The seedlings re-rooted in the Petri dishes are now ready to be grown in the large culture vessels.

Prepare the plant-growing medium

The plant medium is prepared as the root induction medium in step 4.1. The only modification is that instead of autoclaving the medium, we will first dissolve the agar and then add the medium to the culturing vessels for autoclaving.

• Autoclave for 15 minutes to dissolve the agar.
• Place 150 mL of the root induction medium (step 4.1) into 1 L culture vessels.
• Close the culture vessels.
• Autoclave for 30 minutes to sterilize the media.

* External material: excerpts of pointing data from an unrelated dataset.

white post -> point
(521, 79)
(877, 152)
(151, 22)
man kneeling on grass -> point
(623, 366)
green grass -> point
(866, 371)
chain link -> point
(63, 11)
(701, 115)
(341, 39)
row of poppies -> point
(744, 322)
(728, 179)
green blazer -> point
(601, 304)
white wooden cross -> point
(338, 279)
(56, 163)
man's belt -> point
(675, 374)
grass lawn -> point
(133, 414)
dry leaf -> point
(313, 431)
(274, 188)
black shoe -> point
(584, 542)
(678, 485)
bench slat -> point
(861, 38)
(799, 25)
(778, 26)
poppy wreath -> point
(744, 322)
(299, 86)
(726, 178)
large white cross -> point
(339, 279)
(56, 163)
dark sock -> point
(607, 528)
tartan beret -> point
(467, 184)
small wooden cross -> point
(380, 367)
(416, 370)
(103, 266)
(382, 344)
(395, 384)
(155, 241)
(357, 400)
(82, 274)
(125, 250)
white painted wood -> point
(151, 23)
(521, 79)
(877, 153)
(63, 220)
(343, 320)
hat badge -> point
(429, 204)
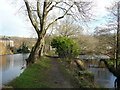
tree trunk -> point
(41, 52)
(35, 51)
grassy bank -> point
(33, 77)
(40, 76)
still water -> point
(102, 76)
(11, 66)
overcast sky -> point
(12, 24)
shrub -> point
(65, 47)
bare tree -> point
(68, 28)
(39, 14)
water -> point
(11, 67)
(102, 77)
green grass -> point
(33, 77)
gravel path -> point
(56, 77)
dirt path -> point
(56, 77)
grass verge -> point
(33, 76)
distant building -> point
(7, 41)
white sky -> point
(13, 25)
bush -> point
(23, 48)
(65, 47)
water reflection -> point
(11, 65)
(102, 75)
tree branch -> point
(52, 7)
(59, 17)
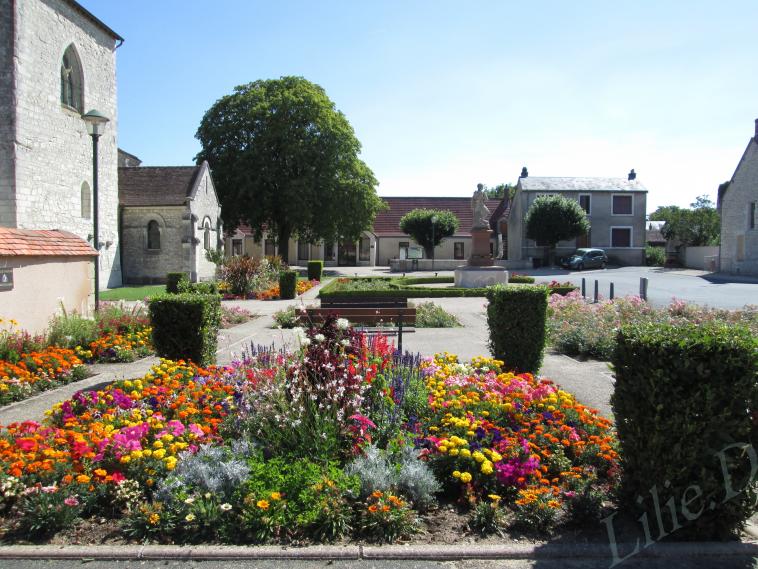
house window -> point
(207, 235)
(584, 202)
(86, 201)
(153, 235)
(303, 250)
(364, 250)
(621, 236)
(269, 248)
(622, 205)
(71, 80)
(329, 251)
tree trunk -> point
(284, 243)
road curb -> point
(387, 552)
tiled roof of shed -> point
(43, 243)
(557, 184)
(388, 221)
(156, 185)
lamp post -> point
(95, 122)
(434, 223)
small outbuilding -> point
(169, 216)
(42, 272)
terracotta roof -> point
(42, 242)
(388, 221)
(156, 185)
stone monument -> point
(481, 270)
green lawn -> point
(132, 292)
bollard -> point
(643, 288)
(400, 328)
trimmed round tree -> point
(418, 224)
(551, 219)
(284, 159)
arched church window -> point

Transfer the rooted seedlings into the culture vessels.

1. Using forceps in the hood, remove the seedling from the petri dish.
2. Place the seedling in the 1 L culture vessel.
3. Gently push the seeds into the media.
4. Grow the plants under a light regime of 16 h light-8 h dark and a light intensity of ~200 µE.
5. The seedlings will form new leaves and roots, and the plantlets will develop new lateral shoots and rhizomes that could be used for in vitro multiplication.

   

Once plants have produced new shoots, we can easily separate each of them from the mother plant and place them in new culturing vessels. The new lateral shoots developed from the main shoot also have a root system. Once separated they will develop into full adult vitroplants in 4-6 weeks. Even shoots as small as 1-2 cm can grow into full vitroplants as long as they have roots. Rhizomes can also be used as explants and they will also develop into complete plants.

At this stage, you can continue growing the vitroplants in the modified MS media from step 4.1 or transfer the plants to a hormone-free medium, MS medium (3% sucrose, pH 5.8, agar 0.7%).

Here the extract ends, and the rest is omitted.